Luciene Silva; Luziel Andrade; Renata Morais; Ana Paula e Everaldo Júnior / Foto: Voz da Bahia

“São temas para reflexão. Por exemplo, ‘a desmilitarização da polícia é um caminho?’, ‘a união das Polícias Civil e Militar pode contribuir para melhorar a segurança?’, ‘até que ponto as drogas têm influência nos índices e estatísticas de criminalidade, no nosso país?’ ou, então, ‘o efeito da banalização da violência. Como as pessoas per­cebem a violência?’”, indagou Luziel.

De acordo com a Major Ana Paula, comandante do 14º BPM (Batalhão da Polícia Militar) de Santo Antônio de Jesus, o objetivo é resultar, da dis­cussão, um documento com diretrizes, com eixos consensuais “do que seria um bom caminho para co­meçar a tratar a questão da segurança pública com profundidade”.

A população pode participar e po­de sugerir temas. “A educação, por exemplo, é algo aparentemente distante, porém como trataremos nossos jovens, para evitar que eles enve­re­dem por esse caminho [da criminalidade]?”, questionou. A policial que também analisou que é preciso uma integração. “Sociedade, polícia, autoridades, tudo perpassa pela educação em primeiro lugar”.

Já a Juíza, Drª. Renata, expôs que a necessidade de tentar entender o fenômeno de tanta violência e considerou o encontro bastante produtivo e ressaltou que a iniciativa não tem nenhum viés eleitoral: “foram discussões importantes […] para que a gente possa de forma integrada e participativa entender o fenômeno do crime sem alarmismo e sem sermos glamorosos”, esclareceu.

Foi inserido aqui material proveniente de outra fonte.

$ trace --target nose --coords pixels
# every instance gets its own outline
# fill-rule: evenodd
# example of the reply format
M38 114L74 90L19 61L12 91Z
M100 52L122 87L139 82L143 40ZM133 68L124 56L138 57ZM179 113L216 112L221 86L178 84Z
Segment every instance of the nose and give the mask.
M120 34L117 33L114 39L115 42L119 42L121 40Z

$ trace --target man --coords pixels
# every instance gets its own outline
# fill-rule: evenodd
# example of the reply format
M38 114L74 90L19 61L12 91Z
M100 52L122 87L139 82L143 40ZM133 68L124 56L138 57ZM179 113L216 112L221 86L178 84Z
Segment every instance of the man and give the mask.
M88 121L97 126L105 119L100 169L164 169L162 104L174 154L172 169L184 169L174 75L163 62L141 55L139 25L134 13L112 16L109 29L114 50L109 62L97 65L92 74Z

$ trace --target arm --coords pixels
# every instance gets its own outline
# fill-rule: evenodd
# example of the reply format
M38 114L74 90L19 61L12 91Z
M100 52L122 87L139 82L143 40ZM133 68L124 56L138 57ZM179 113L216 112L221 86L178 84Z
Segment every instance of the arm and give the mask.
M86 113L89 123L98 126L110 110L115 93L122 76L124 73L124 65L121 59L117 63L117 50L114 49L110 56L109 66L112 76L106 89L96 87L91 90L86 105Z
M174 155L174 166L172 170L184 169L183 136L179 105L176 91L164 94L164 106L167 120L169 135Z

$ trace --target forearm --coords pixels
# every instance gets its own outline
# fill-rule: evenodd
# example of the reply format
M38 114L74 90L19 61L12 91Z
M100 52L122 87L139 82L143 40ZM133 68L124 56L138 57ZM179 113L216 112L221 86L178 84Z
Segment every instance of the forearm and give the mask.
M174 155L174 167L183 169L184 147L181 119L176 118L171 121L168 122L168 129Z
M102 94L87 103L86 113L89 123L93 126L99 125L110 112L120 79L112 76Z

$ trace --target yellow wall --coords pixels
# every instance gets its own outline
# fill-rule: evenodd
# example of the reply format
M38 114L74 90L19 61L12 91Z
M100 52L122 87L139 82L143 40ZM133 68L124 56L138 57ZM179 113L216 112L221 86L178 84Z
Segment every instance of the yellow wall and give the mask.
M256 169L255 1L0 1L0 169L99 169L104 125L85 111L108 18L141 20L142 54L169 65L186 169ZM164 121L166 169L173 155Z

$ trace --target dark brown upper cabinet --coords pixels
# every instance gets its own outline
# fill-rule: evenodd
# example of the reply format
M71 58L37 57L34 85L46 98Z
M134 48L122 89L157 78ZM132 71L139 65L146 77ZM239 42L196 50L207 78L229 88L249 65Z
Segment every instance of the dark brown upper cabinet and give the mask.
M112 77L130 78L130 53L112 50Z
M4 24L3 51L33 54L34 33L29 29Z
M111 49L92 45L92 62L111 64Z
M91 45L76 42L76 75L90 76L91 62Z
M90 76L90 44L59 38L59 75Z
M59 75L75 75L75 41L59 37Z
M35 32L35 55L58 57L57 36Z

Sobre a violência que fica na maioria das vezes, escondida aos olhos da sociedade, o defensor público, expôs: “nós tivemos falas da Polícia Civil, Militar e do Poder Judiciário. A gente constata que as vezes a criminalidade é vista apenas da ponta da espada e por trás dessa criminalidade de rua que é o tráfico de drogas, roubos e estupro. Existe também a macrocriminalidade que é aquela que acontece nos escritórios, essa a gente não observa na rua. É uma criminalidade da corrupção, que muitas vezes atinge um patamar muito maior em termo de valor monetário que vai repercutir em políticas públicas. Crimes do colarinho branco ou ainda as cifras douradas são os famigerados crimes financeiros, aqueles perpetrados por organizações criminosas, as organizações enraizadas dentro dos órgãos públicos principalmente nos autos escalões, normalmente não usam da violência para agir, mas as vezes fazem uso de violência principalmente para queimar arquivos, ou seja aniquilarem aqueles que podem os delatar. A macrocriminalidade tem seus comandantes travestidos de grandes empresários e do auto escalão do Estado fazem uso de atividades lícitas, buscam sempre o lucro, multiplicar suas fortunas e contam com a impunidade que faz proliferar suas atividades ilícitas, e mesmo quando investigados e denunciados pagam os melhores advogados, protelam os processos, buscam a prescrição e todos os outros meios para não pagarem por seus crimes, infelizmente é assim”.